When NVM is enabled, it gathers IPFIX data from all traffic-generating processes on the system—regardless of whether or not the system has an active path to the NVM collector. When it does have a connection to a trusted network, it sends some pretty cool process execution details into your Splunk instance: process names, process hash values, parent process information, source and destination addresses and ports, and several other key bits of data. (Data collected during offline status is cached and delivered upon connection). It also regularly delivers endpoint inventory data into Splunk, so it can be used for asset tracking, too.

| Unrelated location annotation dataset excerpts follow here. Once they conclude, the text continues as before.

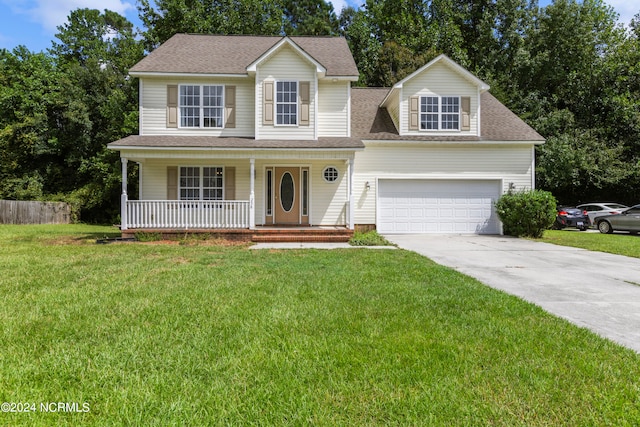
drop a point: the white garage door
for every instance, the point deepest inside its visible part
(437, 206)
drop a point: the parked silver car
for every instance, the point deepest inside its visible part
(597, 209)
(627, 220)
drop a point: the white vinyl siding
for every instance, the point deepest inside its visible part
(286, 65)
(153, 107)
(333, 109)
(507, 163)
(438, 81)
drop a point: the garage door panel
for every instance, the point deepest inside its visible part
(437, 206)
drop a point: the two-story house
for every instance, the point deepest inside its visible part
(246, 132)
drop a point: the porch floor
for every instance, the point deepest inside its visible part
(261, 234)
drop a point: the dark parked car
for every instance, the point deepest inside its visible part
(597, 209)
(627, 220)
(571, 217)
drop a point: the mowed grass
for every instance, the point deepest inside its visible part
(195, 334)
(616, 243)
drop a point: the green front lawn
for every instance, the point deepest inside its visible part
(617, 243)
(198, 334)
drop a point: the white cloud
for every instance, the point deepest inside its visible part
(52, 13)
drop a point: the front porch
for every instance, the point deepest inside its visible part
(258, 234)
(323, 209)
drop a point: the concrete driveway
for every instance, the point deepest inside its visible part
(591, 289)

There are lots of great details on NVM along with resource links in Scott Pope’s recent blog post "A Cisco & Splunk Security Integration Everyone Should Be Using," including this short video featuring Splunk!
We were interested enough in the power of NVM that we used it as a data source in our annual Boss of the SOC (BOTS) competition this year, which debuted at .conf18. BOTS is a major milestone for the Splunk security team every year, and we try and showcase new and interesting data sources in each new version.
Our fake homebrewing supply company at the heart of the BOTS competition, Frothly, has an almost-entirely mobile workforce based around the United States. Although many of their computing resources moved to cloud as the setup for this year’s competition, Frothly of course also has a legacy data center with some on-prem systems accessible via AnyConnect VPN. So we enabled NVM on AnyConnect and set up a Heavy Forwarder running the NVM collector (freely available in the Cisco NVM App for Splunk.) Within minutes, we had granular network flow data married to process execution data from all endpoints in our environment delivered efficiently into Splunk.
We even wrote a few questions against the NVM flow data for the BOTS competition surrounding malicious cryptocurrency mining activity, and used the NVM inventory data to add some context to the asset framework in Splunk Enterprise Security and asset inventory in Splunk User Behavior Analytics.
If you’re intrigued, please check out all of the Cisco resources, or simply download the NVM app, configure it and give it a whirl—no electronic license is needed to try it out and see what it does for you. We hope you find the data as useful as we did, and that your crusade against those pesky endpoint administrators is a successful one!